Per esempio la frase "la crescita è fondamentale per l'Italia", calata nel contesto in cui di solito viene ascoltata in TV (contesto economico, è spesso abbinata a produttività, occupazione, PIL e ad altri innumerevoli e sterili indici economici), collega al concetto "crescita" il predicato "fondamentale". Se analizziamo il concetto di "crescita", ci accorgiamo che ad esso viene affibbiato un univoco significato di "sviluppo economico", scartando il suo significato transitivo, comprensivo di valori come la crescita culturale, politica, sociale, spirituale, esistenziale ecc.
Non dobbiamo permettere a slogan pubblicitari-politici, come "il lusso è un diritto", "l'uomo è una macchina" o "crescita, lavoro e produttività", di precluderci il nostro diritto ad un modo di pensare, di parlare e comportarsi alternativo, così come dobbiamo ritagliarci uno spazio privato di riflessione, al riparo da pubblicità, TV, computer, videogames ecc., che ci permetta di pensare e articolare concetti universali e di prefiggere fini personali che siano diversi da quelli di un sistema che divulga e instilla, violentemente e in maniera impercettibile, i suoi concetti mutilati e univoci di "crescita", "lavoro", "vita", "famiglia", "felicità", "comportamento", "parola", "pensiero" e così via, e propone inoltre fini come un lavoro stabile, monotono, produttivo e ben retribuito, una famiglia convenzionale devota al consumo, rapporti sociali formali, una vita appartata e in docile conformismo con il diktat dell' ideologia capitalistica.

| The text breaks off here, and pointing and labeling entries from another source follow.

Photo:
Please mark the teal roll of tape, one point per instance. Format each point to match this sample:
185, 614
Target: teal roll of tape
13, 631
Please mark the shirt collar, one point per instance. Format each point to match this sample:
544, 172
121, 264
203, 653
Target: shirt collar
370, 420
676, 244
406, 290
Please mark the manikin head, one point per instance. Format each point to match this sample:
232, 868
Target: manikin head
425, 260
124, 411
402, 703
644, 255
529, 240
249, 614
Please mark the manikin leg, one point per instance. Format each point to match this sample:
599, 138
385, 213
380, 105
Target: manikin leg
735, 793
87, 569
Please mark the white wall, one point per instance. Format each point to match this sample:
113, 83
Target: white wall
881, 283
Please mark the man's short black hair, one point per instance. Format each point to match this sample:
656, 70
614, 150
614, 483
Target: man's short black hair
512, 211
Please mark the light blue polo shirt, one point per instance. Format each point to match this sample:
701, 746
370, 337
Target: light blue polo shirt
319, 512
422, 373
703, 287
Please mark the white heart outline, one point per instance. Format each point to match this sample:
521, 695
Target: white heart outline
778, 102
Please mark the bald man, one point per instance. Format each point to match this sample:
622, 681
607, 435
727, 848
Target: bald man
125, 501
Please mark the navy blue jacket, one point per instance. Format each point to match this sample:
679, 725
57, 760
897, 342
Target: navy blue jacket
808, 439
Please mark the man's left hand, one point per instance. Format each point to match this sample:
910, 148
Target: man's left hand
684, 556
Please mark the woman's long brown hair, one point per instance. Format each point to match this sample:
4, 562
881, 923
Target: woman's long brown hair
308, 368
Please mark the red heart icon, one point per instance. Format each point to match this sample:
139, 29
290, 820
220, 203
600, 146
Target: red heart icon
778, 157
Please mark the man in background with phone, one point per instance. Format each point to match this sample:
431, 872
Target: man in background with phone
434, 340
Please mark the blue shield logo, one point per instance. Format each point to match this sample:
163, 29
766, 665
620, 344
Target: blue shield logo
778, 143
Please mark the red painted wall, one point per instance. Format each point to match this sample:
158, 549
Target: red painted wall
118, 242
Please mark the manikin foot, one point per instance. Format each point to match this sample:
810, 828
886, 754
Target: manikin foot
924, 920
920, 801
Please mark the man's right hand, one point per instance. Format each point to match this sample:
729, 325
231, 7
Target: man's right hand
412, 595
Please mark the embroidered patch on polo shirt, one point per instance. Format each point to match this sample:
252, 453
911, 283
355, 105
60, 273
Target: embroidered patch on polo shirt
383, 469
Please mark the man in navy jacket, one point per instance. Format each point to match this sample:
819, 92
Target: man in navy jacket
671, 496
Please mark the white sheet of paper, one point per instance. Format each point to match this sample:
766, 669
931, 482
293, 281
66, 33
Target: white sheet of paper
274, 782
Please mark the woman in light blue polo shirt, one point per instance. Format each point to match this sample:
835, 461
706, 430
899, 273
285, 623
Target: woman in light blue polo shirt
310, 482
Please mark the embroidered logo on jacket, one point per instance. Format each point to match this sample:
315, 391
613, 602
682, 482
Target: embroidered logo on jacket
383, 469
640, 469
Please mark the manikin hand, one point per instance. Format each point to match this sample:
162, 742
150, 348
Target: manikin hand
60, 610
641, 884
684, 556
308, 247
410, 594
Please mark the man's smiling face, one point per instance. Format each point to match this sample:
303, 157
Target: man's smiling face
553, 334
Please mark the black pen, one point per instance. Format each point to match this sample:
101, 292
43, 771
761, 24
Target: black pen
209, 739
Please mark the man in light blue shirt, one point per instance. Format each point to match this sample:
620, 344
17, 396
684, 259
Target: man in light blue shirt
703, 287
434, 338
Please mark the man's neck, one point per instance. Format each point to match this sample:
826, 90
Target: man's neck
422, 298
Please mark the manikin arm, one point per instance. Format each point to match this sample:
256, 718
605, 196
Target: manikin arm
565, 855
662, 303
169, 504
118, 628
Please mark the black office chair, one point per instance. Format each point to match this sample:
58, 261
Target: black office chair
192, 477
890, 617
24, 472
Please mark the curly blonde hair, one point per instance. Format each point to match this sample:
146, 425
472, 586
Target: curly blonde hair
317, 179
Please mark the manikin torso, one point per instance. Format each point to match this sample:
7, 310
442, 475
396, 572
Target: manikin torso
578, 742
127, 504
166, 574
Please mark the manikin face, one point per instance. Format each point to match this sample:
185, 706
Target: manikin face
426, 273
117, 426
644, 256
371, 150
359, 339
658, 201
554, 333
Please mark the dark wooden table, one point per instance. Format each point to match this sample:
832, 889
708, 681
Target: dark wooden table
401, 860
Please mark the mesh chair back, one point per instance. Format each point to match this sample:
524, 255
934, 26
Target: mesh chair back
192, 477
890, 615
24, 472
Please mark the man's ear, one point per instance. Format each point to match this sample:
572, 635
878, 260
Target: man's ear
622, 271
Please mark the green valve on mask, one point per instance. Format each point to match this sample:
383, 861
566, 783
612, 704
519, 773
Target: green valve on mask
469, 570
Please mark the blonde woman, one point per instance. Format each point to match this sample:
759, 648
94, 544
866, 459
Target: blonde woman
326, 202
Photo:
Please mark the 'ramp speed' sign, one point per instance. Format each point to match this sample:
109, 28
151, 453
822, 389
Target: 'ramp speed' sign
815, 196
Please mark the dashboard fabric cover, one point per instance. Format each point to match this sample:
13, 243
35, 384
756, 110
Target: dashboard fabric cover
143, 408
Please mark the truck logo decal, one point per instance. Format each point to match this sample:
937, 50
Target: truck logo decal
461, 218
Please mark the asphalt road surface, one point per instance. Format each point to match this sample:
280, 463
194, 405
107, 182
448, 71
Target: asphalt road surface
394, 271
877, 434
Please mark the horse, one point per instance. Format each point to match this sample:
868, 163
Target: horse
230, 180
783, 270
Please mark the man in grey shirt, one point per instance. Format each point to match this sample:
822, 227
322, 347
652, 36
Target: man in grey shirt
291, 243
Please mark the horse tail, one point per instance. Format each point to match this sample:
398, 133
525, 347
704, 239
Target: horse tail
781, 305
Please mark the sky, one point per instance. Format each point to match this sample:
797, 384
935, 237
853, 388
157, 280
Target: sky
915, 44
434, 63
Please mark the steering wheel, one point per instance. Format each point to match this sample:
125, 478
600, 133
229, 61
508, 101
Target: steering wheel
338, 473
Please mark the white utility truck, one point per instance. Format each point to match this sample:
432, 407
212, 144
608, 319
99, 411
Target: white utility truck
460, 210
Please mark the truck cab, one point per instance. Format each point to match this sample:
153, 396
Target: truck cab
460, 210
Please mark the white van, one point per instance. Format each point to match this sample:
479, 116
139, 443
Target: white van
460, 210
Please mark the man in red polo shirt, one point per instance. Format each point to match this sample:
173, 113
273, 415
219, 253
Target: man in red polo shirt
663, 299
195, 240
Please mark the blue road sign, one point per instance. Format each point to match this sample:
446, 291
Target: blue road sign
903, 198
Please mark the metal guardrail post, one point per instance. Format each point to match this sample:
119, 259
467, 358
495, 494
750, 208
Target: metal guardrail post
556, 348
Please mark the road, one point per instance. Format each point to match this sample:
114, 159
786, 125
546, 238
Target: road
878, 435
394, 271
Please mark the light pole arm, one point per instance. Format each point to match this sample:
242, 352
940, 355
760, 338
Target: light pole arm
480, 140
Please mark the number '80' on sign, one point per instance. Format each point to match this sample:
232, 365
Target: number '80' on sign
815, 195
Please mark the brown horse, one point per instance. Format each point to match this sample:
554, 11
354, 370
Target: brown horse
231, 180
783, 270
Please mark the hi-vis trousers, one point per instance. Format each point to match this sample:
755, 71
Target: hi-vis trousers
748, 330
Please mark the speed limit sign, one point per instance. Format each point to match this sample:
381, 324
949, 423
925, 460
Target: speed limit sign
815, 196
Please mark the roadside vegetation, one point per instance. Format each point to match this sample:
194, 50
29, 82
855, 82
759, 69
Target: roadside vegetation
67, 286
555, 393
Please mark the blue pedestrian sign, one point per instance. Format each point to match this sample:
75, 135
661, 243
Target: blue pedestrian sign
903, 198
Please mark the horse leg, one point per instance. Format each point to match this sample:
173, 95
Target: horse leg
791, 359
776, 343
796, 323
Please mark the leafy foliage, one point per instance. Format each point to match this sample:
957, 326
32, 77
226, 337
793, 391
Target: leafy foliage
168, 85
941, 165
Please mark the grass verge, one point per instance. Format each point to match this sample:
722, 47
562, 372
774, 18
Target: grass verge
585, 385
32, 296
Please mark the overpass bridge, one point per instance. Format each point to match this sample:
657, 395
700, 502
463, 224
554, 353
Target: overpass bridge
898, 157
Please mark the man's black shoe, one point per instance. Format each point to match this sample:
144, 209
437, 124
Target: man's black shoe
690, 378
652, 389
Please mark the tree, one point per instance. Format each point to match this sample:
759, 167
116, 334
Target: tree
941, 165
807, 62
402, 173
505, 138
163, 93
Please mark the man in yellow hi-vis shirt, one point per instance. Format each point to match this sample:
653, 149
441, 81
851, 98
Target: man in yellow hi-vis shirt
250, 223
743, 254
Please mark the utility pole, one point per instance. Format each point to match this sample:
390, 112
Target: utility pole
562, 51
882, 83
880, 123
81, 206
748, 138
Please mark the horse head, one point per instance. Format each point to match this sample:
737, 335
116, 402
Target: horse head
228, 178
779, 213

L'astrazione, come componente essenziale del concetto e nel suo doppio valore ideale e storico, è uno dei segreti per mantenere una certa libertà di pensiero, oltre che d'espressione, perché Kant ha ragione quando sostiene che senza la libertà d'espressione, quindi senza la possibilità di comunicare i propri pensieri, noi siamo dei bruti al servizio di un sistema che vuole prostrarci.
"Gli oggetti eterni sono... per loro natura, astratti. Per "astratto" io intendo che quel che un oggetto eterno è in sé -come dire la sua essenza- è comprensibile senza riferimento a qualche esperienza particolare. Essere astratto significa trascendere l'occasione particolare dell'avvenimento presente. Ma trascendere un' occasione presente non significa essere staccato da essa. Al contrario, io tengo per fermo che ogni oggetto eterno ha la sua propria connessione con ogni occasione particolare, connessione che io definisco il suo modo di penetrare in quell'occasione. Lo status metafisico di un oggetto eterno si può quindi definire dicendo che esso rappresenta una possibilità per un'attualità. Ogni occasione attuale si caratterizza secondo il modo in cui dette possibilità si sono attuate in quell'occasione."